Jakarta (pilar.id) – Tagar #JusticeFor tengah menjadi tren di berbagai platform media sosial. Tak sekadar simbol solidaritas, tagar ini menjadi cermin kekecewaan publik terhadap proses penegakan hukum yang dianggap tidak adil.
Banyak kasus yang melibatkan keluarga atau kerabat pejabat justru berjalan lambat, tertutup, dan tak jarang berakhir tanpa kejelasan.
Fenomena ini menjadi perhatian kalangan akademisi, termasuk Amira Paripurna, S.H., LL.M., Ph.D., Dosen Fakultas Hukum Universitas Airlangga, yang menyebut adanya pola-pola tertentu saat proses hukum mengalami intervensi.
Minim Transparansi Jadi Ciri Awal
Menurut Amira, salah satu ciri utama intervensi hukum adalah kurangnya transparansi dalam proses penanganan kasus.
“Informasi perkembangan perkara sering tidak dibuka ke publik.

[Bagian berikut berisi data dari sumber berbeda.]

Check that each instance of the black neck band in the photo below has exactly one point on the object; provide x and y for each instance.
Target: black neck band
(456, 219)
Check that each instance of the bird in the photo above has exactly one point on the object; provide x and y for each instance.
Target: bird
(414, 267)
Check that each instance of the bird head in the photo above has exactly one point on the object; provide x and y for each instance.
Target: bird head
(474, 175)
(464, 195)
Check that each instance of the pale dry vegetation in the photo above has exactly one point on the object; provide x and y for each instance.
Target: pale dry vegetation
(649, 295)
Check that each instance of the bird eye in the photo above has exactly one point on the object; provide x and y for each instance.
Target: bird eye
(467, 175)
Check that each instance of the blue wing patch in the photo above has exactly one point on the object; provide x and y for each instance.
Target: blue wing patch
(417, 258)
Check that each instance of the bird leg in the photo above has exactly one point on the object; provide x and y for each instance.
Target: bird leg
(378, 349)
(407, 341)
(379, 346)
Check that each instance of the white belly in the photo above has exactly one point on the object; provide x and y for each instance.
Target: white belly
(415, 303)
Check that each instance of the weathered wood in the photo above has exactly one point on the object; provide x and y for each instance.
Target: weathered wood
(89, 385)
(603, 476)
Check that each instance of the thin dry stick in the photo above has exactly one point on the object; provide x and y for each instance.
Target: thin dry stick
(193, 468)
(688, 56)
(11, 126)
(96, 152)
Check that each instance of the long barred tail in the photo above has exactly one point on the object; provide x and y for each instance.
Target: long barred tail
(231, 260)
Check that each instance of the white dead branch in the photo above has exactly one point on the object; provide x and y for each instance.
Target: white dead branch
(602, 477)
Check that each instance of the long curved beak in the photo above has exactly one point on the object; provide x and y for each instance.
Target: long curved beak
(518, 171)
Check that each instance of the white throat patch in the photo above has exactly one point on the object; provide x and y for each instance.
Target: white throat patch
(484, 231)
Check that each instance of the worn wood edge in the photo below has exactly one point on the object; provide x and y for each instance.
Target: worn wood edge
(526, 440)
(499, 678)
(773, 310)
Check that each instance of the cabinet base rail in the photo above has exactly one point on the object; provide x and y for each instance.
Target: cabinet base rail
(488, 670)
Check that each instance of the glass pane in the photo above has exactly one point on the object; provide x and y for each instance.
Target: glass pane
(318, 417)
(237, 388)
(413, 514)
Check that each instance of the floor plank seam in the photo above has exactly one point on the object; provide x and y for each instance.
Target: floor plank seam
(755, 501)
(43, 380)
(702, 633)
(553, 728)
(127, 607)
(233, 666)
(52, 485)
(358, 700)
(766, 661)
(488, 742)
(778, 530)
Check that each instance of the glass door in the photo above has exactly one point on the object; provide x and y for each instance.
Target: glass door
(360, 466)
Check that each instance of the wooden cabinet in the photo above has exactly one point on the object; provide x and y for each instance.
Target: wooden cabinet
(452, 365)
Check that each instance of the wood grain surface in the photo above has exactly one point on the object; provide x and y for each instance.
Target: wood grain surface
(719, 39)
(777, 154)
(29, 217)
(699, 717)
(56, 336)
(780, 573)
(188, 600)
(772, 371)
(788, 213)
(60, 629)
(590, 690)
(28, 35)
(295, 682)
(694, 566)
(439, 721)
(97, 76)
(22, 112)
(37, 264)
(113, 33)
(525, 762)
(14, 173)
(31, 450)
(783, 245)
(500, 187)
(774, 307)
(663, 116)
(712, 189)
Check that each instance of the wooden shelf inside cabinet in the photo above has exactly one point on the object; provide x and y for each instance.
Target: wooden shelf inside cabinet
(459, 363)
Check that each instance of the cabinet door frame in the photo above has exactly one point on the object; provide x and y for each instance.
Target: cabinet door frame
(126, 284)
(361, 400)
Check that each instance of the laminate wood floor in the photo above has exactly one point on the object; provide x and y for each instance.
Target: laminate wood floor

Penyelidikan bisa berlarut-larut tanpa alasan jelas. Bahkan, alat bukti penting seperti CCTV atau hasil visum bisa hilang atau tidak diakui,” jelasnya.
Ia menambahkan bahwa dalam beberapa kasus, penetapan tersangka tidak segera dilakukan meskipun bukti awal sudah cukup. Di era digital saat ini, muncul pula narasi tandingan yang terkadang justru menyudutkan korban, bukan pelaku.

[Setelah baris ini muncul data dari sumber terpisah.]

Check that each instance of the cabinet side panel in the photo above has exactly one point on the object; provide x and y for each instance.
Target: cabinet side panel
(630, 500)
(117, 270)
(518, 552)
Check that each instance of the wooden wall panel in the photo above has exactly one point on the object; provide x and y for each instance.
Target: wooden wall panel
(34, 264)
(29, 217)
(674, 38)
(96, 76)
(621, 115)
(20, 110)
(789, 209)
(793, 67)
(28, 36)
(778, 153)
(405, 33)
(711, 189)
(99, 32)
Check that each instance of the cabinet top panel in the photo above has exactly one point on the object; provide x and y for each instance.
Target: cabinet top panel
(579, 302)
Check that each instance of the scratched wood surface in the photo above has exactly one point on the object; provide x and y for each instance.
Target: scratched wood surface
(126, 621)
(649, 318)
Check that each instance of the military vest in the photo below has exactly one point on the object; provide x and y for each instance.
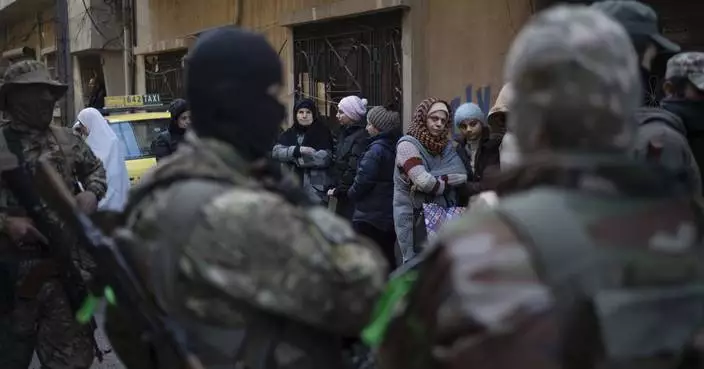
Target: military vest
(631, 267)
(264, 332)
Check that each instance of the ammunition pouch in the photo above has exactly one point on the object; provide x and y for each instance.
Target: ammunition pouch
(39, 274)
(8, 279)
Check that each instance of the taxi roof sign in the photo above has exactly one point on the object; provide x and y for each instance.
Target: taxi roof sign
(132, 101)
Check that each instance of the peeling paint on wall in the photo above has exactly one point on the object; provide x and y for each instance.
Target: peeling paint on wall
(481, 96)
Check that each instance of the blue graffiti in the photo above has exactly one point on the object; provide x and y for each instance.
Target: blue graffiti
(483, 98)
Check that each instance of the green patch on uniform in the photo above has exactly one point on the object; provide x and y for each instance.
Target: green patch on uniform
(396, 291)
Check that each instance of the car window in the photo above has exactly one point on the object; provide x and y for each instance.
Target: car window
(137, 136)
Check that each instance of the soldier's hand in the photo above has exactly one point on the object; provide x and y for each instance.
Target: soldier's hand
(22, 229)
(87, 202)
(307, 150)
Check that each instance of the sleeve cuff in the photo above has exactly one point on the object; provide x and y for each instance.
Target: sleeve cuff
(97, 191)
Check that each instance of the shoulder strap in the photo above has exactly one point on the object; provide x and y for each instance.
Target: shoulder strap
(11, 141)
(254, 343)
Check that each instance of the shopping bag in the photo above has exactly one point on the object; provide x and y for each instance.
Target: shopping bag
(436, 215)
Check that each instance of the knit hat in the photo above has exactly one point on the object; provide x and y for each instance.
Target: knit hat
(469, 111)
(384, 119)
(177, 107)
(353, 107)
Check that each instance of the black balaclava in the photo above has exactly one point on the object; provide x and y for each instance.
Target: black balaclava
(232, 78)
(177, 107)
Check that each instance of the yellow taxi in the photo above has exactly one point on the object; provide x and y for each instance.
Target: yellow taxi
(137, 120)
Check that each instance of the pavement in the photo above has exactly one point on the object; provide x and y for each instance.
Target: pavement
(110, 361)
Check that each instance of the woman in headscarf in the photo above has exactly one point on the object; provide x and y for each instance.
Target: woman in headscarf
(166, 142)
(351, 144)
(428, 170)
(306, 148)
(477, 148)
(106, 146)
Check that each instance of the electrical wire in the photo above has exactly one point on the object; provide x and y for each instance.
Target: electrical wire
(95, 24)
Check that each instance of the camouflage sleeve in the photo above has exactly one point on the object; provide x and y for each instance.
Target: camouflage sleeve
(89, 169)
(478, 298)
(659, 144)
(255, 247)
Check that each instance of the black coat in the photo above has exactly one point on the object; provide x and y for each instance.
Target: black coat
(487, 164)
(373, 188)
(351, 144)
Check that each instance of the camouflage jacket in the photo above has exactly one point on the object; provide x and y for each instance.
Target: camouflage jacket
(68, 154)
(491, 295)
(235, 246)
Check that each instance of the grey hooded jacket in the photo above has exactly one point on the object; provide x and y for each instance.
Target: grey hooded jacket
(661, 139)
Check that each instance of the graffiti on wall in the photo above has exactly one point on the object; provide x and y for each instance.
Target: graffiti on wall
(480, 96)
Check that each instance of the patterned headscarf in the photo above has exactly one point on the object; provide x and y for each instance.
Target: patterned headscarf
(419, 129)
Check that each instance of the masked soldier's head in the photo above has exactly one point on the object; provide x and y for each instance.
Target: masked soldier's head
(233, 83)
(28, 94)
(576, 81)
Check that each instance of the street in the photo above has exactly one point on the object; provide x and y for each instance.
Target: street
(110, 360)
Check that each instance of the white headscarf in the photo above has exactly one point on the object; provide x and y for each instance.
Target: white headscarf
(106, 146)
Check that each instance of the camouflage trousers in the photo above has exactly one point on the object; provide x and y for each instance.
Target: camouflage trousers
(45, 323)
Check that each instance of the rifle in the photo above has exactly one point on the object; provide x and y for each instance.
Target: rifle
(116, 272)
(18, 180)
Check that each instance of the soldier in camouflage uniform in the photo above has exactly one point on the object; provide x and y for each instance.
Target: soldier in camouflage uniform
(586, 264)
(34, 310)
(226, 247)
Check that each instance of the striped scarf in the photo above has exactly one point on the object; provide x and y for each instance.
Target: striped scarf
(419, 128)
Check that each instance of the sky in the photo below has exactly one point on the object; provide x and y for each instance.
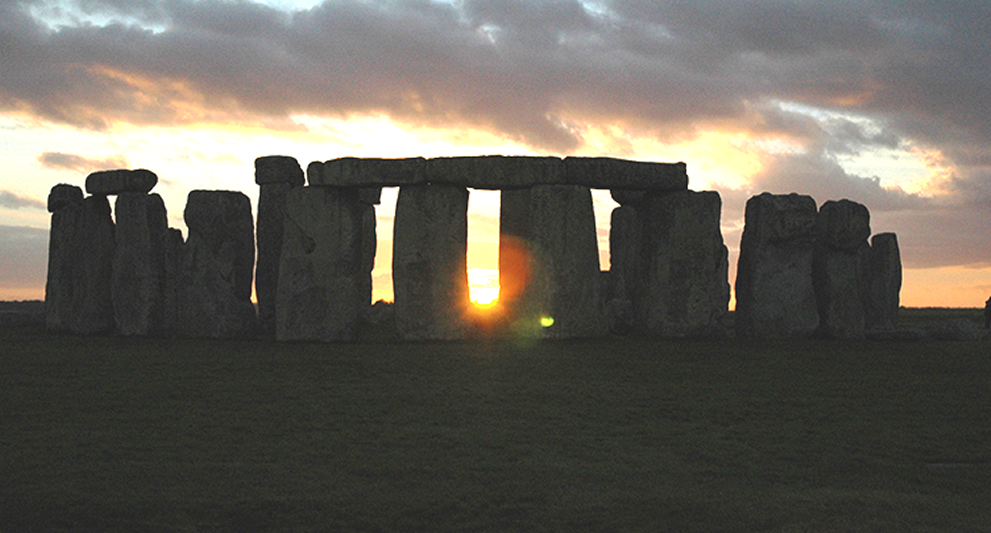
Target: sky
(882, 102)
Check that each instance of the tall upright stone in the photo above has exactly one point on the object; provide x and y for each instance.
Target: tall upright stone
(429, 262)
(319, 294)
(217, 266)
(840, 268)
(683, 289)
(80, 260)
(139, 266)
(276, 176)
(549, 262)
(775, 297)
(884, 282)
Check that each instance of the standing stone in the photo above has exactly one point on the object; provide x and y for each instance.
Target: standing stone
(429, 262)
(683, 288)
(884, 282)
(139, 267)
(840, 268)
(549, 262)
(624, 252)
(319, 292)
(775, 297)
(80, 260)
(276, 176)
(369, 243)
(216, 268)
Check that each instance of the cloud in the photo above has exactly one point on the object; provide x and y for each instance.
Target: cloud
(59, 160)
(11, 200)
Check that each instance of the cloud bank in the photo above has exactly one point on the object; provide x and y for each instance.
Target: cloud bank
(822, 80)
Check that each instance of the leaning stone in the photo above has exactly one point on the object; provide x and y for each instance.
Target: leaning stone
(121, 181)
(366, 172)
(139, 266)
(683, 288)
(884, 282)
(80, 261)
(495, 171)
(429, 262)
(775, 297)
(840, 268)
(549, 262)
(215, 273)
(63, 195)
(319, 293)
(610, 173)
(278, 169)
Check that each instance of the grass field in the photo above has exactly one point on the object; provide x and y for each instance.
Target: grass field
(154, 435)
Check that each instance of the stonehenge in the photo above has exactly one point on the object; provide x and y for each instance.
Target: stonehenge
(802, 271)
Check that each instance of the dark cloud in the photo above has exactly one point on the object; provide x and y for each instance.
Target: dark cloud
(829, 78)
(10, 200)
(79, 163)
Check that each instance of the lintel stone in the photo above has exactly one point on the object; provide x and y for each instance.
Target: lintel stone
(121, 180)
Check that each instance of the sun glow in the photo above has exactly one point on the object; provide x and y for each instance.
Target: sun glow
(483, 286)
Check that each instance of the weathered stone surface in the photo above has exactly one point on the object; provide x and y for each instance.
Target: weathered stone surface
(624, 253)
(364, 172)
(80, 260)
(495, 171)
(63, 195)
(884, 282)
(775, 297)
(217, 265)
(610, 173)
(121, 181)
(271, 213)
(319, 292)
(840, 268)
(139, 266)
(429, 262)
(549, 276)
(278, 169)
(683, 288)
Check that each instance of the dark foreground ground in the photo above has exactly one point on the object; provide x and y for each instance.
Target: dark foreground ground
(156, 435)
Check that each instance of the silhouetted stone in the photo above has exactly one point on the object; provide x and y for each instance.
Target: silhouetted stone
(216, 268)
(80, 260)
(610, 173)
(364, 172)
(840, 268)
(429, 269)
(495, 171)
(320, 284)
(628, 197)
(884, 282)
(278, 169)
(276, 175)
(369, 243)
(121, 181)
(683, 288)
(549, 276)
(63, 195)
(624, 252)
(775, 297)
(139, 266)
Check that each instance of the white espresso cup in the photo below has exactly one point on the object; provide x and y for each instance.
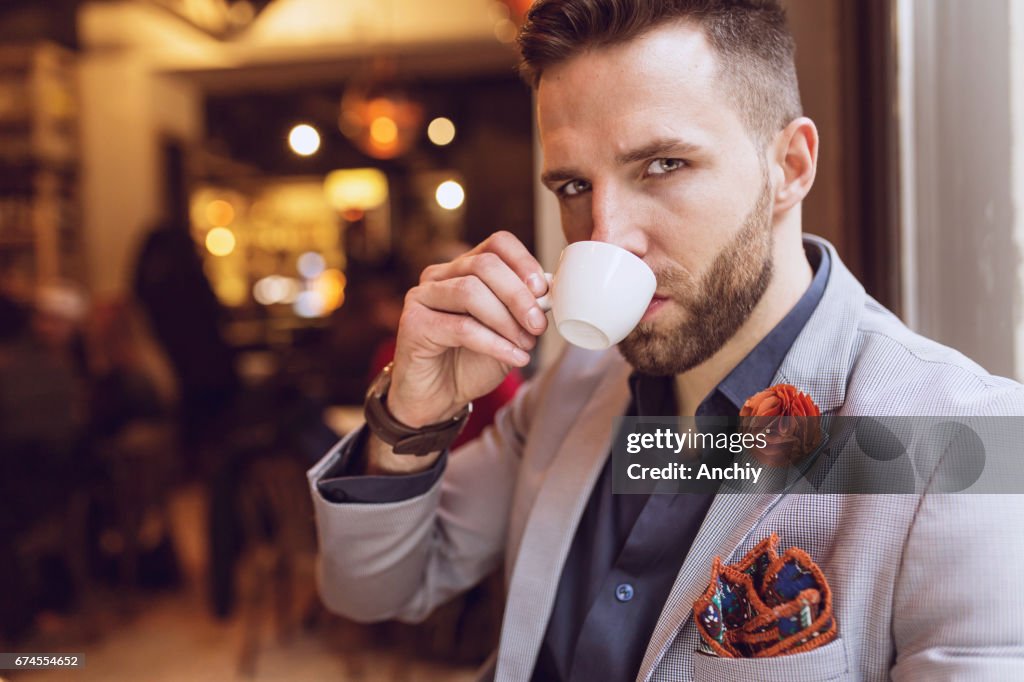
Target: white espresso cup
(598, 294)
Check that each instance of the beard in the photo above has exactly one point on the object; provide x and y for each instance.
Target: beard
(715, 307)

Keterbatasan Komisi Negara dalam Mewujudkan Keadilan
Masyarakat kerap berharap pada lembaga negara seperti Komnas HAM atau Komisi Yudisial untuk menjadi solusi. Namun, menurut Amira, kewenangan lembaga-lembaga ini bersifat terbatas.
“Rekomendasi mereka tidak memiliki daya paksa dan mereka tidak bisa membatalkan putusan hukum ataupun memaksa lembaga lain,” ujarnya.

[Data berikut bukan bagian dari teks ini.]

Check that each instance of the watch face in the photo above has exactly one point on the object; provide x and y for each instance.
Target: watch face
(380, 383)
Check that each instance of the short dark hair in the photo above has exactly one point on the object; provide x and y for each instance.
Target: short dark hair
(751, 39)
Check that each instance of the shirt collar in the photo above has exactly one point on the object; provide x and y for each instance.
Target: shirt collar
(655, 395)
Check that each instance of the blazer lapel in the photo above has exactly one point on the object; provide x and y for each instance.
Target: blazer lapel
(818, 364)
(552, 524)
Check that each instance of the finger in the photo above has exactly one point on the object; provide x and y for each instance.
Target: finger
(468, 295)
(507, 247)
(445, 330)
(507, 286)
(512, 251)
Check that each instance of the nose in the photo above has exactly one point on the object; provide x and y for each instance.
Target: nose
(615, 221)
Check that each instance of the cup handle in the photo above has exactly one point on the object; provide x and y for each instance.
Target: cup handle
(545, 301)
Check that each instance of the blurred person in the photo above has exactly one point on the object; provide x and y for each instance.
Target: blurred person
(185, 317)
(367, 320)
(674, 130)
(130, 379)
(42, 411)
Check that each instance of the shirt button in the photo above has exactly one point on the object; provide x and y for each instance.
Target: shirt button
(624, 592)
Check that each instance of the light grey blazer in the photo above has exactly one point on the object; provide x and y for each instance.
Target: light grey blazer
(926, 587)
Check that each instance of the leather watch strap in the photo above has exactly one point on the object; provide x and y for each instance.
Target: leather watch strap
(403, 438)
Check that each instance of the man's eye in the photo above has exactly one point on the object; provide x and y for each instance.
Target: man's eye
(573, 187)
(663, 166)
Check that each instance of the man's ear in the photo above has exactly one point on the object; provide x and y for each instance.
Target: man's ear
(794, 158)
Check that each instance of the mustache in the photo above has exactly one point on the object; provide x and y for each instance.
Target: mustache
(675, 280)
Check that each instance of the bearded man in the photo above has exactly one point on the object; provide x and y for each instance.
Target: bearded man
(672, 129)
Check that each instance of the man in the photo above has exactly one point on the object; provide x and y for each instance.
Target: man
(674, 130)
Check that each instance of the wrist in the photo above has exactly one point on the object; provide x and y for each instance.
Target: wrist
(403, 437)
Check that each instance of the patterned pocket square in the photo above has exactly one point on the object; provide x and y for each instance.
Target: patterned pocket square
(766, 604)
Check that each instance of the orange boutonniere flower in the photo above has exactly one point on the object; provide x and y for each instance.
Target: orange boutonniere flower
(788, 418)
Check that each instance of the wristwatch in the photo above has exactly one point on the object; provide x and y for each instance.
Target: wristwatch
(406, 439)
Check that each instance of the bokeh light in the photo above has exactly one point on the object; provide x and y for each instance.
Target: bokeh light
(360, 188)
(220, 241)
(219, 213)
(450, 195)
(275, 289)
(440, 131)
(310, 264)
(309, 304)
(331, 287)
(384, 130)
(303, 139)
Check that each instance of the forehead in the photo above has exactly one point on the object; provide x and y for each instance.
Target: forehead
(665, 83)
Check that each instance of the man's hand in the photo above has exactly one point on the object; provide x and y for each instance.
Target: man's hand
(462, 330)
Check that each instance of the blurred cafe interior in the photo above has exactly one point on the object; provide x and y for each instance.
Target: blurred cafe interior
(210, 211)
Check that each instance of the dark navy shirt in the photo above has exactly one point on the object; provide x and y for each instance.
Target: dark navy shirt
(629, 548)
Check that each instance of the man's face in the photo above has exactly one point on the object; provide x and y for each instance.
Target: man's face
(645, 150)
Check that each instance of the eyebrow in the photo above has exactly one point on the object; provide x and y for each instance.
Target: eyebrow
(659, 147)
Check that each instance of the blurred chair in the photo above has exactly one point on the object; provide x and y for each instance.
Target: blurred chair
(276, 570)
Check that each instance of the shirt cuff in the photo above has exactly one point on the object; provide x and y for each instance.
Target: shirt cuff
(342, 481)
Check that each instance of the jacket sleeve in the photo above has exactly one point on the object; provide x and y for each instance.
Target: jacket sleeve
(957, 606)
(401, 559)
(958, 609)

Meski begitu, lembaga-lembaga tersebut tetap penting sebagai alat kontrol moral dan sosial terhadap integritas penegakan hukum. Komnas HAM misalnya, bisa menyelidiki pelanggaran hak asasi manusia dalam proses hukum, terutama bila terjadi penyiksaan, diskriminasi, atau intimidasi terhadap korban.
Kampus sebagai Jembatan Akses Keadilan
Tak hanya lembaga negara, perguruan tinggi juga memiliki peran strategis dalam menjaga integritas hukum. Amira menegaskan bahwa universitas dapat menjadi jembatan akses keadilan, terutama bagi kelompok rentan.
Bentuk kontribusi kampus dapat berupa:
- Penyuluhan hukum (legal literacy)
- Layanan konsultasi dan pendampingan hukum gratis
- Litigasi strategis untuk mendorong reformasi kebijakan
- Publikasi riset hukum dan opini publik
- Advokasi terhadap kasus-kasus strategis
“Dengan riset dan dukungan akademik, kampus bisa mengawal kasus yang menyangkut kepentingan masyarakat luas,” tambahnya.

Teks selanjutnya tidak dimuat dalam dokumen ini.